Firstly, understand what data constitutes personal data and is therefore bound by the EU Data Protection Directive. If your firm is a US firm with staff based in Europe, personnel files are likely to be considered personal data. Information about investors is often comprehensive, by mandate, and this too is likely to be considered personal data. Transaction data is likely to contain personal data, as is fund information and should be looked at carefully. Research data may not contain personal data, but information on mergers and acquisitions could contain employee data, in which case it would be considered personal data.
The data outlined above should not be viewed, transferred, stored or exported in the US, if it has not been expressly approved by the individual it relates to.

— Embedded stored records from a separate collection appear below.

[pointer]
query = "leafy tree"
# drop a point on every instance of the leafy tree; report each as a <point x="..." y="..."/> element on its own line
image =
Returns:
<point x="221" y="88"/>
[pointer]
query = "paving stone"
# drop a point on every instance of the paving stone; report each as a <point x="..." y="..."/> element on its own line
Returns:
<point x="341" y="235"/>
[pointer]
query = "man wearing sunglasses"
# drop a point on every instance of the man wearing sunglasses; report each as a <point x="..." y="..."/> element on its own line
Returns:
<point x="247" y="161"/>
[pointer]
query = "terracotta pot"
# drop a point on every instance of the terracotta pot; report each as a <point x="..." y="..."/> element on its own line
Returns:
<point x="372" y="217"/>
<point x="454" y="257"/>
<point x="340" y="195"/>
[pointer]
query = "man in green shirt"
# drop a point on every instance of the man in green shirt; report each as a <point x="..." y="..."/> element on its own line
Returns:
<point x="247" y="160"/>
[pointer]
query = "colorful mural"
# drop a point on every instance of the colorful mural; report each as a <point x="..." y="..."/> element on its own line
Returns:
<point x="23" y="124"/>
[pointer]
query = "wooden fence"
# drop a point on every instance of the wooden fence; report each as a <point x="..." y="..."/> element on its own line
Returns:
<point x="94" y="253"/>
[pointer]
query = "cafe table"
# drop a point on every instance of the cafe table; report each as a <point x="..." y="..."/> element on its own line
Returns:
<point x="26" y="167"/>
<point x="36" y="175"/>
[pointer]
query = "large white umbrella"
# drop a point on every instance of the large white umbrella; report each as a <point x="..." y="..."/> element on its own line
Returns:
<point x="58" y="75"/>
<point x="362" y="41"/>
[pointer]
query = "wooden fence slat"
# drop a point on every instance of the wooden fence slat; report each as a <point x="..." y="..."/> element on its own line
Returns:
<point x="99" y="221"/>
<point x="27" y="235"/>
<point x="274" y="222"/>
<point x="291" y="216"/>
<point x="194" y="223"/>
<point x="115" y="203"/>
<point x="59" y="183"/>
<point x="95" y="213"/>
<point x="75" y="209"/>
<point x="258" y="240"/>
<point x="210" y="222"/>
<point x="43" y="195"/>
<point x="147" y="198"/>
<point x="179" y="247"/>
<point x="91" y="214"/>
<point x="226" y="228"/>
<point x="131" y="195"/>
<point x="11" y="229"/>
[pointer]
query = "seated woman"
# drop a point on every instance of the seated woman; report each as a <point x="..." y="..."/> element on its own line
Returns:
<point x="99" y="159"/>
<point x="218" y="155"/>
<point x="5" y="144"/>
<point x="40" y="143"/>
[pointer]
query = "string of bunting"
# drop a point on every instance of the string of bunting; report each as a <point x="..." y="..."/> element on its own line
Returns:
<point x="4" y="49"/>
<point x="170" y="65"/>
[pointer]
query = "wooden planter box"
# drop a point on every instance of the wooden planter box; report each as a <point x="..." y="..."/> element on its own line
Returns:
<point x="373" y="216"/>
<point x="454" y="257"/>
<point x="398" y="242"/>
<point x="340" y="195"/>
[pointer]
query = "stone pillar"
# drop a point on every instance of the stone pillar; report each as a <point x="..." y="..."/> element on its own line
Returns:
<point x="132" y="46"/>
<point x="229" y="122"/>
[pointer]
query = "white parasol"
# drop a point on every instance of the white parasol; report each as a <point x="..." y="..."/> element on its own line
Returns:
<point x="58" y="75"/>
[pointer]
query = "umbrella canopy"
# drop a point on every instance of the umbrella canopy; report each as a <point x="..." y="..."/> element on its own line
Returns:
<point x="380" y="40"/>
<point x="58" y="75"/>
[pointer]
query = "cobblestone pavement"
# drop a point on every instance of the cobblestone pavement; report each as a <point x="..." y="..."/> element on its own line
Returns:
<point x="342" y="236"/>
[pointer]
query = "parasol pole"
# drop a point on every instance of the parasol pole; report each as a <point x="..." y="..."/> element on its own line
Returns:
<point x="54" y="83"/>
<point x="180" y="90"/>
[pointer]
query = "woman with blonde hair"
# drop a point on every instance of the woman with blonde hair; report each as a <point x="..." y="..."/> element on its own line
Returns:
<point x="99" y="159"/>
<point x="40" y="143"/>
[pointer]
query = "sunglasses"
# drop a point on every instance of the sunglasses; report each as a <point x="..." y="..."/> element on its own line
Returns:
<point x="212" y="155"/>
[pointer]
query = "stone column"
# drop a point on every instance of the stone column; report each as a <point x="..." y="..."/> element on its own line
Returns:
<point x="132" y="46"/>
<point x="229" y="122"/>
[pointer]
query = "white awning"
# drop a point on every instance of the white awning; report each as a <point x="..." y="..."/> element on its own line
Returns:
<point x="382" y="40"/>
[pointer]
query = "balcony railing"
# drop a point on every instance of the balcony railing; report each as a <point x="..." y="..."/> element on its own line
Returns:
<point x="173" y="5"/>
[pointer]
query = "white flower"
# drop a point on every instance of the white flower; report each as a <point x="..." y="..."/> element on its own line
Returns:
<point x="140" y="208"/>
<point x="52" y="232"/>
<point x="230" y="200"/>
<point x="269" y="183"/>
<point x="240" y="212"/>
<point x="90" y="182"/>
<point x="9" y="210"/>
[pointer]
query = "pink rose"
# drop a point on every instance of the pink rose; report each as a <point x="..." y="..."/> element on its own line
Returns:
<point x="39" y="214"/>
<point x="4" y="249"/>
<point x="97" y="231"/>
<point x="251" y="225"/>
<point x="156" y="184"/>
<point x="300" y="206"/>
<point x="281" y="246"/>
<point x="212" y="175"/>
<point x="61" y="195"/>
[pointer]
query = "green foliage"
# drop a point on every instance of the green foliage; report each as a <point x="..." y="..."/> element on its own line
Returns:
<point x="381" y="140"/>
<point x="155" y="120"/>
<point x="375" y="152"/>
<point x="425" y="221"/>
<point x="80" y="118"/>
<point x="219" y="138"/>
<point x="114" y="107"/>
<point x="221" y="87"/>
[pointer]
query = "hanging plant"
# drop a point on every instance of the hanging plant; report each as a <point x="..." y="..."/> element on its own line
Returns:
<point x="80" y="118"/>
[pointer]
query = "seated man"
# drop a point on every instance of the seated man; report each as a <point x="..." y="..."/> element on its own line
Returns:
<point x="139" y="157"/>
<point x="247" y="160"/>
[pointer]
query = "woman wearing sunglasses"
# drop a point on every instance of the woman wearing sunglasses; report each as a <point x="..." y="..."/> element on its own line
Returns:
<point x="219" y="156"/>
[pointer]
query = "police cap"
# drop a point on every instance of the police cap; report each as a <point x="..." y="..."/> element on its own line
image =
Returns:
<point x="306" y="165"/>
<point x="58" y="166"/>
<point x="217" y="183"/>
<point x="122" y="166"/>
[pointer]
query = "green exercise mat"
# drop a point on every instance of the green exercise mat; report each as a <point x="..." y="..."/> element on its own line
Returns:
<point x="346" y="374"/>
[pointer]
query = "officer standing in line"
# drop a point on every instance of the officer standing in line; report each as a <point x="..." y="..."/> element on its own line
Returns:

Next, I would recommend evaluating your data estate and getting a clear picture of where data is, where it was generated and mapping it to where it should be. Tagging data is a useful exercise, to ensure the right data is in the right place. If you store data in the cloud, and who doesn’t these days, include your cloud providers in this mapping exercise. The cloud is historically quite opaque, so this could be a lengthy exercise, although vital.
As I mentioned above, the EU Data Protection Directive states that privacy rules do not apply to data if the individual that the data relates to, gives permission for the data to be stored, transferred and processed outside of the EU. It would need to have been written into a contract and signed, to comply, so check all affected contracts to see if this clause already exists. If so, Safe Harbor was never needed in the first place. However, if, like many firms, this has not been written into contracts, then it is worth running an exercise where individuals are contacted with a clear opt in message that they can agree to, which must be collected and stored for regulatory purposes.
There will of course, be individuals where opting in is not possible, and in these cases, you must move your data to a local data centre. For many firms, building a private data center is not an option, so a locally situated, cloud-based, multi-tenanted data center would be an ideal option.
Before agreeing to move any data, run a thorough evaluation of the cloud partner’s set up, policies and procedures to ensure they are EU DPD compliant, then work together to develop a migration plan which causes the least disruption to services as possible.
Moving forwards, and once your data is where it should be, it is a good idea to encrypt data to protect it under any circumstances. Take control of your data, bringing in additional skills to your IT team if necessary, but ensure that you have a clear sight of your critical, personal data, so that you can confidently claim compliance with data protection legislation, whatever the legislative bodies’ next moves may be.